The pressure gets to Joe
Joe Biden has committed one of the cardinal sins for a politician on the campaign trail: he lashed out at a reporter.
While speaking at a Service Employees International Union (SEIU — AKA the DNC Thugs Union) summit yesterday, Biden was asked by a reporter (yet unidentified) whether his son Hunter's position with the Ukrainian natural gas company Burisma didn't represent a conflict of interest.
"It's not a conflict of interest," Joe snapped. "There's been no indication of any conflict of interest from Ukraine or anywhere else. Period. I'm not going to respond to that!" (He said, already having responded.)
Biden has a history of serious problems controlling his temper when under pressure. Recall the young girl whom he grabbed after she asked him a pointed question early this year.
The media carried out its bounden duty in burying that story.
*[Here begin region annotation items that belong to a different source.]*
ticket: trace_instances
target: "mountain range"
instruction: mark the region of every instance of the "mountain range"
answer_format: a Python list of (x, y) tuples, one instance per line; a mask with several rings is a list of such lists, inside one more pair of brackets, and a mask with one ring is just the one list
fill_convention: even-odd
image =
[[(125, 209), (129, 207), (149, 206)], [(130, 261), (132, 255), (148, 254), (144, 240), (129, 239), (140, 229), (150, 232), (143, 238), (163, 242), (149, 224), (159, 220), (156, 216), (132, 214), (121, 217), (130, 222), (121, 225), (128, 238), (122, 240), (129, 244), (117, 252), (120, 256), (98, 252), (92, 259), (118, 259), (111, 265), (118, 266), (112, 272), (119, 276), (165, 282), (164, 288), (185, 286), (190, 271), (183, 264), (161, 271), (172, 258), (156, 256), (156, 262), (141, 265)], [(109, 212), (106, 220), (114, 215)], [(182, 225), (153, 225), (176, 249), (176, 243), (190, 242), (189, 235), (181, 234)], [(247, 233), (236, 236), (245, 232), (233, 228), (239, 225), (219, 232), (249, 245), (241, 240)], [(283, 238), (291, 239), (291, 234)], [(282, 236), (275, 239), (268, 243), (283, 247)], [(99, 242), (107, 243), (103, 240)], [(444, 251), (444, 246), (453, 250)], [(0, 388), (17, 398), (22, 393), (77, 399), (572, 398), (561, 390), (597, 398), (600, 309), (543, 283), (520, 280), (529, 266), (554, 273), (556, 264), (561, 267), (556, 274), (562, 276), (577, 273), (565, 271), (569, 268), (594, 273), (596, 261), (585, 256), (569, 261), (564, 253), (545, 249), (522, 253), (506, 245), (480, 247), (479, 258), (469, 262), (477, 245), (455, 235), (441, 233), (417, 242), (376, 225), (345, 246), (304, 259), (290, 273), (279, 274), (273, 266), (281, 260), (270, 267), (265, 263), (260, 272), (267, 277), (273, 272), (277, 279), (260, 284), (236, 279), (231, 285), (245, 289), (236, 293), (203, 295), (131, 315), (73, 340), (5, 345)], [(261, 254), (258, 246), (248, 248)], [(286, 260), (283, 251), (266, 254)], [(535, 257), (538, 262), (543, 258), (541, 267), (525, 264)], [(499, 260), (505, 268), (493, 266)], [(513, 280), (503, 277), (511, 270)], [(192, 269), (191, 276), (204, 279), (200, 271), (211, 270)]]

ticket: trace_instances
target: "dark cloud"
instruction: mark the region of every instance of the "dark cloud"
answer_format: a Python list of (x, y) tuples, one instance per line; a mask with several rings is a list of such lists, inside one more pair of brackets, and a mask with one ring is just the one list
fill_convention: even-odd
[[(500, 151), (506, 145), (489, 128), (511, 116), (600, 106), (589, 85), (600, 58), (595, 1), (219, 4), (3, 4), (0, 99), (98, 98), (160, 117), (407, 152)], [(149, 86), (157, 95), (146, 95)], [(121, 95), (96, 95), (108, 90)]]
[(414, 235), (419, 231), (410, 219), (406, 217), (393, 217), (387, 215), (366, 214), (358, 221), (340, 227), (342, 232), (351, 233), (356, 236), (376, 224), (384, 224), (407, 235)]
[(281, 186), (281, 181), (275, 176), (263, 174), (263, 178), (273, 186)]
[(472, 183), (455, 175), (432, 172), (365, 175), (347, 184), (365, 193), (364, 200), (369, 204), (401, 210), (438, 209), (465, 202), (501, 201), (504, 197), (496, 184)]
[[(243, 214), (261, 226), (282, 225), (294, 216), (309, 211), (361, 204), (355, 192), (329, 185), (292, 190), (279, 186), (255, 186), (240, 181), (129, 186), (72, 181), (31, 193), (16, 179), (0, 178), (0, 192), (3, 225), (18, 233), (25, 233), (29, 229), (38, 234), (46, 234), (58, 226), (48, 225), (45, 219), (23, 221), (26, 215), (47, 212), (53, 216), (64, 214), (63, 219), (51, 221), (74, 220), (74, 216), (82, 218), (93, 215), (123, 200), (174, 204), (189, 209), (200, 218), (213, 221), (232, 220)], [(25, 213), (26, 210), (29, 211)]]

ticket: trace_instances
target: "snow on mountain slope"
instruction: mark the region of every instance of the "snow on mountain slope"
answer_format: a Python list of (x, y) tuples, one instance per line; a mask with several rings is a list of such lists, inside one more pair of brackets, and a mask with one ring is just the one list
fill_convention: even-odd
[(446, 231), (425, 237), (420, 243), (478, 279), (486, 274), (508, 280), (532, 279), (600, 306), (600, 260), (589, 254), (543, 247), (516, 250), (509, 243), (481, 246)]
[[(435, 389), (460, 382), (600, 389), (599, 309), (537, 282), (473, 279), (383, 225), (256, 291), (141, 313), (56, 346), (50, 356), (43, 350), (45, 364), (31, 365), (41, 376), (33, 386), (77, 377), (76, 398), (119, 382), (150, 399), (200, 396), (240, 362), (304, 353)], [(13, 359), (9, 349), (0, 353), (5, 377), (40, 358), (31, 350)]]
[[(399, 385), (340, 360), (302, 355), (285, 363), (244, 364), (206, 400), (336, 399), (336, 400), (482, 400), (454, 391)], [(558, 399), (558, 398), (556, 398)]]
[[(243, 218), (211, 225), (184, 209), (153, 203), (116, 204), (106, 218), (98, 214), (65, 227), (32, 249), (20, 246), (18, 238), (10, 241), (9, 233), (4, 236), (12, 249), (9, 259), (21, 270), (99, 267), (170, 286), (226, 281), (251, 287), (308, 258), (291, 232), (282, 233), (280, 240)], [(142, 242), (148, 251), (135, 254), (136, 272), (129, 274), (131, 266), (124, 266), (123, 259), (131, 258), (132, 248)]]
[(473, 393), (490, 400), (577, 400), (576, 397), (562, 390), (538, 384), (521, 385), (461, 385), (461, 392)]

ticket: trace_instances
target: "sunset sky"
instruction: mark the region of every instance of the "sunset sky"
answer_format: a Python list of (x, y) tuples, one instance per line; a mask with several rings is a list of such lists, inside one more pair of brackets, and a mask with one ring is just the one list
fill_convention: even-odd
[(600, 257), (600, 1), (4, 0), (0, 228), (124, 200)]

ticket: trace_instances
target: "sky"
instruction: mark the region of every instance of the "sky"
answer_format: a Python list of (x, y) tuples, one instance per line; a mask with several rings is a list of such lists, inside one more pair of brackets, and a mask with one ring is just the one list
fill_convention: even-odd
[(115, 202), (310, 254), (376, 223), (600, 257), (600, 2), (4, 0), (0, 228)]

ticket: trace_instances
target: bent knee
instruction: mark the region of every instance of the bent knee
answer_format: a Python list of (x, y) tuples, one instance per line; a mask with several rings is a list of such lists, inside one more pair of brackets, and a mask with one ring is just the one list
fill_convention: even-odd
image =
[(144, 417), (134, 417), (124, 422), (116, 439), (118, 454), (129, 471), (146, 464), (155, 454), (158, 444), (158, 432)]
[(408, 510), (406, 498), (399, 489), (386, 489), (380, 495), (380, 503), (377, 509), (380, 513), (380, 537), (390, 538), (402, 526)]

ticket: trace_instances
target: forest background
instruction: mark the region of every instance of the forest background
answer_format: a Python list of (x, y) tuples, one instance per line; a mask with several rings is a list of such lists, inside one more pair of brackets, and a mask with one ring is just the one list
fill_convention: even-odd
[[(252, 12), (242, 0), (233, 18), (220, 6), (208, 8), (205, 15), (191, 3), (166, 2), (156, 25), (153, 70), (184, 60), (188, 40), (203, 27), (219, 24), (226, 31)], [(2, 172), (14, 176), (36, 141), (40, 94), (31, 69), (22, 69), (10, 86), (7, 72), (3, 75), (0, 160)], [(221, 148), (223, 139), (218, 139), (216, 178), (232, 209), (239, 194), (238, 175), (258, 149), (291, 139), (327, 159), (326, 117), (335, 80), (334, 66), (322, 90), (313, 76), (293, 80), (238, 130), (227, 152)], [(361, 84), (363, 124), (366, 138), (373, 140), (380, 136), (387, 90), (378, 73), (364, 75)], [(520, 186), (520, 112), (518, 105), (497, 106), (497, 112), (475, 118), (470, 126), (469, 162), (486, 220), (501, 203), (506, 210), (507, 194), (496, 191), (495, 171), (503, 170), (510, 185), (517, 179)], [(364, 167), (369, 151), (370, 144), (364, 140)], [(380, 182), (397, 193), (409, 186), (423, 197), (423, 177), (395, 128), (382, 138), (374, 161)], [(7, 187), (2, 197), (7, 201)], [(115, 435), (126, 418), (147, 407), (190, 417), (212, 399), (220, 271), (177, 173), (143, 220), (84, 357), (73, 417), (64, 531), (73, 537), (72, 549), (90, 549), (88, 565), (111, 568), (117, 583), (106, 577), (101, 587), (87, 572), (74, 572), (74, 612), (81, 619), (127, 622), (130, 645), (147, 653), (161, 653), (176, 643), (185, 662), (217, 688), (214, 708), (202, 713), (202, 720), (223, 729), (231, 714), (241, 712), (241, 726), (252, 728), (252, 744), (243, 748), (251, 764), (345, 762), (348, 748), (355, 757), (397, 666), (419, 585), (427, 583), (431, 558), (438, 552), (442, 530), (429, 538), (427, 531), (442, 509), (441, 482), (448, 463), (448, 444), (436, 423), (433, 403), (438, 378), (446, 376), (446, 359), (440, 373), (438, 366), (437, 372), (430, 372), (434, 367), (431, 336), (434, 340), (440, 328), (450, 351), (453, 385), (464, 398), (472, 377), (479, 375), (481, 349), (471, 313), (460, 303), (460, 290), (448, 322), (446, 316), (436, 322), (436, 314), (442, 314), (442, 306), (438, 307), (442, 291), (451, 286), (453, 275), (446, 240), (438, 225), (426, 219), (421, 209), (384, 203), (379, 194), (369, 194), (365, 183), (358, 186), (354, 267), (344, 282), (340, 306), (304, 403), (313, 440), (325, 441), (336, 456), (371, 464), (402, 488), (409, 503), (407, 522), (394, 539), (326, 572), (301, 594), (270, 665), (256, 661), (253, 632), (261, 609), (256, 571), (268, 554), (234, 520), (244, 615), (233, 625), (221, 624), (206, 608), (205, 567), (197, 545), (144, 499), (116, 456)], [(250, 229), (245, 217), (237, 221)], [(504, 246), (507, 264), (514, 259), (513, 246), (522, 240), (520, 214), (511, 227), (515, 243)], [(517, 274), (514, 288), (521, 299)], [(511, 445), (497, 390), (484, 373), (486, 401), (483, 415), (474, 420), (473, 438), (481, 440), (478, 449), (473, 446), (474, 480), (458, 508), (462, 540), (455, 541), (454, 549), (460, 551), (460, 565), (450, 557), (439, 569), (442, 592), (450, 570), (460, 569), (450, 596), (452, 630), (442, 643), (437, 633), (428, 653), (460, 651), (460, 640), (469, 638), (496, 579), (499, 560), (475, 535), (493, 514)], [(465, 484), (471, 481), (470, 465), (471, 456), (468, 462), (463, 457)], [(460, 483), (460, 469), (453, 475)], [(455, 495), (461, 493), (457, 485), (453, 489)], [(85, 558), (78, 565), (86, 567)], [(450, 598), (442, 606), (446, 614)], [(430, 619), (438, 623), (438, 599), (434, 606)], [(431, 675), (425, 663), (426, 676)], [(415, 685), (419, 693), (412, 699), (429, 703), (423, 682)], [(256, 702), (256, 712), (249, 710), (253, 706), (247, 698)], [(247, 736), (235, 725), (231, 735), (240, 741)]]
How long will they be willing to continue doing so, particularly when Joe is attacking one of their own?
Joe Biden is having a rough time. He has bid farewell to the number-one slot in the primary race and is now falling ever farther behind Chief Lizzy Yellowhair, which must gall him to no end. At this point, he is perhaps one outburst away from disqualifying himself completely. One more public display of entitlement, privilege, and arrogance ("Hey, I was V.P. for Barack Obama, y'know!"), and that will be it.
It seems quite clear that Joe doesn't realize this. That being the case, we await that final outburst with anticipation.